Nothing more clearly illustrates the seismic shifts in the publishing landscape in the past 10 years than the decline of publishers’ sales forces.
Their numbers started to diminish in the 1990s, as the end of the Net Book Agreement brought about the decline of independent bookselling and the demise of that now legendary figure, the regional sales rep.
While the end of the sales rep can now be seen as presaging the loss of prestige and status now being suffered by sales forces, there was a decade-long period when that was far from apparent. As supermarkets opened up new markets, The Golden Age of the Promotional Slot was born and wheeler-dealer sales directors fought tooth and nail with their rivals to secure for their big authors those all-important chart positions and “book of the week” slots.
And it worked — up to a point. If you got the right book, with the right package, into a prominent enough retail position there was a good chance it would sell. Certainly four out of 10 would, and that was enough.
That made sales people powerful. Perhaps understandably, the view was that while editors, publicists and marketers ponced around, sales people got their hands dirty: it was them at the sharp end, actually cutting the deals and making the money.
The fact that salespeople have a fatal tendency to be bonus whores and discount their own grandmothers to make the sale meant that retailers were offered deeper and deeper discounts and the era of the book on permanent sale had arrived. The book brand has yet to recover.
So by the time Amazon had grown large enough to eat everyone else’s lunch, publishers were shockingly vulnerable and we were soon confronted by the hilariously unedifying spectacle of the self same people who had destroyed the Net Book Agreement in the name of free market economics signing up to the protectionism of “the agency model” in an attempt to bring the price of books back up.
Narrower and shallower
So is this the end of the big beast salesperson? I think it is. The old certainties no longer hold and there seems to be an inverse proportion between the number of sales, marketing and publicity levers at the disposal of publishers and their certainty about how to use those levers to generate bestsellers. Above all, physical retail channels are both narrower and shallower than they once were, and their importance is fractional compared to their heyday. Sales directors are no longer the most important voices at publishing meetings.
There are things about this that one might miss—certainly their demise will contribute to making publishing an ever more metrosexual, mineral-water industry.

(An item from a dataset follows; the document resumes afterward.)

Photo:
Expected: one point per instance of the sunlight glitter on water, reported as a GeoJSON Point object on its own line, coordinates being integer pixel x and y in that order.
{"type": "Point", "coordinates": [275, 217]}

One thing to be sure about, though, is that book salespeople tended to like a drink and had a refreshing contempt for the kinds of high-flown pretension that this business has a tendency to indulge in.
But for all that, they were over-promoted: a capacity to cut a deal and bully editors made them executive catnip for their corporate bosses, who failed to remember that salespeople are inherently short-sighted and have an absolute inability to look beyond the next year’s sales targets.
But, in the absence of salespeople, the interesting question is where the publishing c.e.o.s of the future will come from. Digital departments are still far too nascent, and too much of what they do involves managing processes—not deal-making and driving new business. Publicity hardly seems likely to step up. Editorial may be at the heart of every process, but editors are given so little autonomy and information is withheld from them whenever possible, so that too may not be feasible. Above all, editors have one fatal problem: they care about books too much, and that makes them suspect.
Perhaps publishers will be forced to look to the people in the business who combine deal-making and negotiation skills with driving new business and an intimate understanding of the creative core of the business. Agents?
Only kidding. It’s already looking like marketing. For the next decade all the talk will be about “product” and “platforms”. Better the devils you knew?